Gwen circled around to the driver's side, and corrected her initial assessment of the car's condition. The side window there was a blind haze of cracks focused on a hole about half an inch in diameter. The driver's door appeared to be dented, too, and the wing mirror was missing.

"You don't have to look," said Jack, suddenly close, his breath fanning the side of her neck. She spoke without turning.

"I'm a copper," she said, far more matter-of-factly than she felt. "I have seen blood and bodies before, you know."

With that, she pulled at the handle, wrenching the door back on the second try. The light from the lamps spilled into the car, illuminating its occupant. Dead? She tried to study the figure at the wheel, running all the spot checks her police training had instilled in her, but after the first few seconds, her mind was running on empty.

The blood caked in the tangled black hair.

The hands still gripping the steering wheel, almost as if glued there.

The lap full of shattered glass.

The vicious wound to the temple.

The face. Oh Jesus, the face.

The face.

Gwen reared away from the car, one hand clutching at empty air, the other slapped over her mouth in a reflexive act of horror. She couldn't breathe. Couldn't think. She was only barely aware of a pair of arms being wrapped around her waist and pulling her aside.

She turned, grabbing at whoever it was behind her, expecting Jack. Needing Jack. Instead, she found herself face to face with Owen, his face sallow and his eyes bruised with shock.

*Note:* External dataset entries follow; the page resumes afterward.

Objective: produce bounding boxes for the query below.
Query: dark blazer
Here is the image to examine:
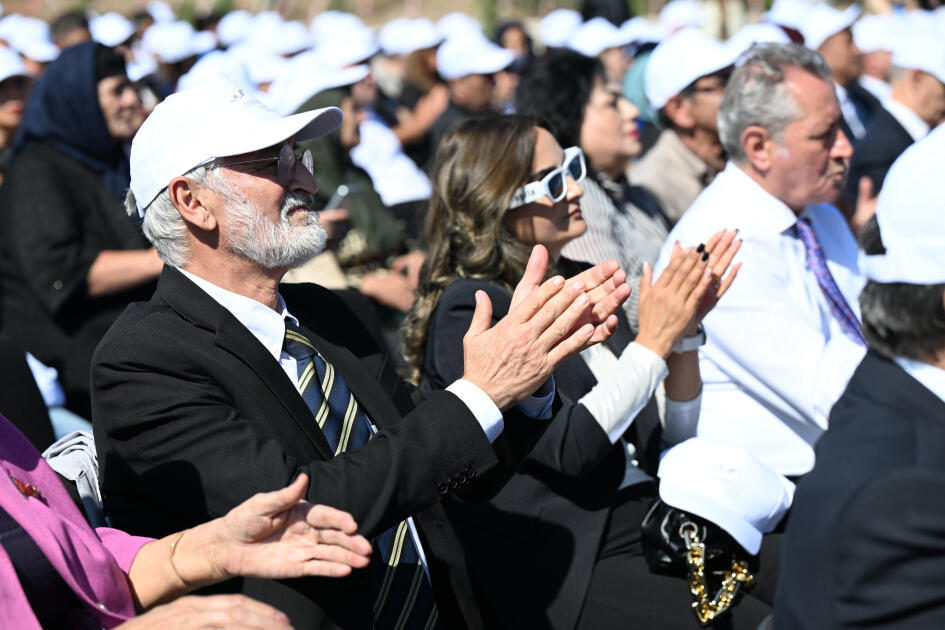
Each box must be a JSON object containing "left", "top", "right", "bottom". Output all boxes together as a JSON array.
[
  {"left": 840, "top": 81, "right": 883, "bottom": 150},
  {"left": 92, "top": 267, "right": 545, "bottom": 630},
  {"left": 419, "top": 259, "right": 661, "bottom": 629},
  {"left": 775, "top": 350, "right": 945, "bottom": 629},
  {"left": 0, "top": 336, "right": 55, "bottom": 451},
  {"left": 843, "top": 106, "right": 916, "bottom": 206}
]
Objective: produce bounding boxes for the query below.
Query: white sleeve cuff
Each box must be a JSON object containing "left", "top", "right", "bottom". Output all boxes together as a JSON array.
[
  {"left": 446, "top": 379, "right": 504, "bottom": 443},
  {"left": 579, "top": 342, "right": 669, "bottom": 443},
  {"left": 661, "top": 390, "right": 702, "bottom": 446}
]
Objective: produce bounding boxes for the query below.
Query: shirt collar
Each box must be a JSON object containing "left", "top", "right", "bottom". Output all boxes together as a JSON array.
[
  {"left": 178, "top": 268, "right": 299, "bottom": 362},
  {"left": 719, "top": 162, "right": 800, "bottom": 235},
  {"left": 834, "top": 82, "right": 848, "bottom": 102},
  {"left": 894, "top": 356, "right": 945, "bottom": 405},
  {"left": 881, "top": 98, "right": 930, "bottom": 142}
]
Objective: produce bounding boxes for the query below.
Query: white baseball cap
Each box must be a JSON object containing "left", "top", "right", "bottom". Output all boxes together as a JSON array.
[
  {"left": 568, "top": 17, "right": 635, "bottom": 58},
  {"left": 539, "top": 9, "right": 582, "bottom": 48},
  {"left": 436, "top": 34, "right": 513, "bottom": 80},
  {"left": 852, "top": 14, "right": 896, "bottom": 54},
  {"left": 891, "top": 33, "right": 945, "bottom": 87},
  {"left": 129, "top": 74, "right": 342, "bottom": 216},
  {"left": 659, "top": 0, "right": 708, "bottom": 33},
  {"left": 800, "top": 3, "right": 860, "bottom": 51},
  {"left": 725, "top": 23, "right": 790, "bottom": 58},
  {"left": 646, "top": 27, "right": 736, "bottom": 110},
  {"left": 0, "top": 46, "right": 28, "bottom": 83},
  {"left": 379, "top": 18, "right": 442, "bottom": 56},
  {"left": 860, "top": 123, "right": 945, "bottom": 284},
  {"left": 147, "top": 1, "right": 175, "bottom": 23},
  {"left": 90, "top": 12, "right": 136, "bottom": 47},
  {"left": 764, "top": 0, "right": 810, "bottom": 30},
  {"left": 618, "top": 17, "right": 663, "bottom": 46},
  {"left": 436, "top": 12, "right": 483, "bottom": 40},
  {"left": 217, "top": 10, "right": 253, "bottom": 47},
  {"left": 658, "top": 438, "right": 795, "bottom": 555}
]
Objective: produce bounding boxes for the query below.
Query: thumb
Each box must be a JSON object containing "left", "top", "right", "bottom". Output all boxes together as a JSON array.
[
  {"left": 466, "top": 290, "right": 493, "bottom": 337},
  {"left": 258, "top": 473, "right": 309, "bottom": 516},
  {"left": 511, "top": 245, "right": 548, "bottom": 310},
  {"left": 639, "top": 262, "right": 653, "bottom": 301},
  {"left": 858, "top": 176, "right": 874, "bottom": 202}
]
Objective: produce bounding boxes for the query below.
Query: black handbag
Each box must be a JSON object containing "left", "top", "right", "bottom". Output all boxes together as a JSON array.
[{"left": 641, "top": 499, "right": 755, "bottom": 626}]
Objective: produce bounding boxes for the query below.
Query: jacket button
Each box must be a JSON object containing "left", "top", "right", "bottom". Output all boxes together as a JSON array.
[
  {"left": 52, "top": 280, "right": 64, "bottom": 291},
  {"left": 435, "top": 519, "right": 447, "bottom": 528},
  {"left": 437, "top": 483, "right": 448, "bottom": 495}
]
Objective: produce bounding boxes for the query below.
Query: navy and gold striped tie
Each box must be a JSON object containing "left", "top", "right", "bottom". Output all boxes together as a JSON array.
[{"left": 283, "top": 320, "right": 441, "bottom": 630}]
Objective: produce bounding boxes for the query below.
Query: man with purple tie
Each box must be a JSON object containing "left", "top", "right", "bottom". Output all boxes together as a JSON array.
[{"left": 654, "top": 43, "right": 866, "bottom": 478}]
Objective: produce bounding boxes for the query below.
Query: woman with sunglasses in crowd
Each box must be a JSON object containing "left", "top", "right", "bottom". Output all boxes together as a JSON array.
[{"left": 400, "top": 114, "right": 768, "bottom": 629}]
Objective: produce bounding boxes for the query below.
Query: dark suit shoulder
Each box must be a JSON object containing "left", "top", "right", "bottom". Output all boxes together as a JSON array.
[{"left": 279, "top": 282, "right": 384, "bottom": 360}]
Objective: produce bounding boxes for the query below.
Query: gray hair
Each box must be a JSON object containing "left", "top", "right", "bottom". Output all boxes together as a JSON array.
[
  {"left": 718, "top": 43, "right": 833, "bottom": 163},
  {"left": 125, "top": 162, "right": 222, "bottom": 269},
  {"left": 858, "top": 216, "right": 945, "bottom": 362}
]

"It's all right," he said, wrapping one hand around the back of her neck and studying her face at close quarters. "It's all right. You're all right," he repeated. Gwen drew a whistling breath, wanting to cry out at him. How the fuck was it 'all right'?

"We don't know what's happened here," said Jack's voice from somewhere in the far, far distance, "but we will work it out, Gwen. You have my word on that."

She gave up, sinking her head onto Owen's shoulder. She felt him stiffen for a fraction of a second, as if unsure where to put his hands, then he stroked the back of her head, just once, and said nothing.

"Gwen?" said Jack, gently. She pulled back, avoiding Owen's gaze, and forced herself to turn around and look at the car once more, knowing that if she couldn't do so now, her only other option was to sprint out into the lurid darkness and never stop screaming again as long as she lived.

"Let's get to work, then," she said, perfectly tranquil, and wondered idly if this was what the opening chords of insanity felt like. She bent down and reached into the open door, pressing soft, exploratory fingertips into the flesh of the corpse behind the wheel.

From behind a mask of blood, Gwen Cooper stared back at her.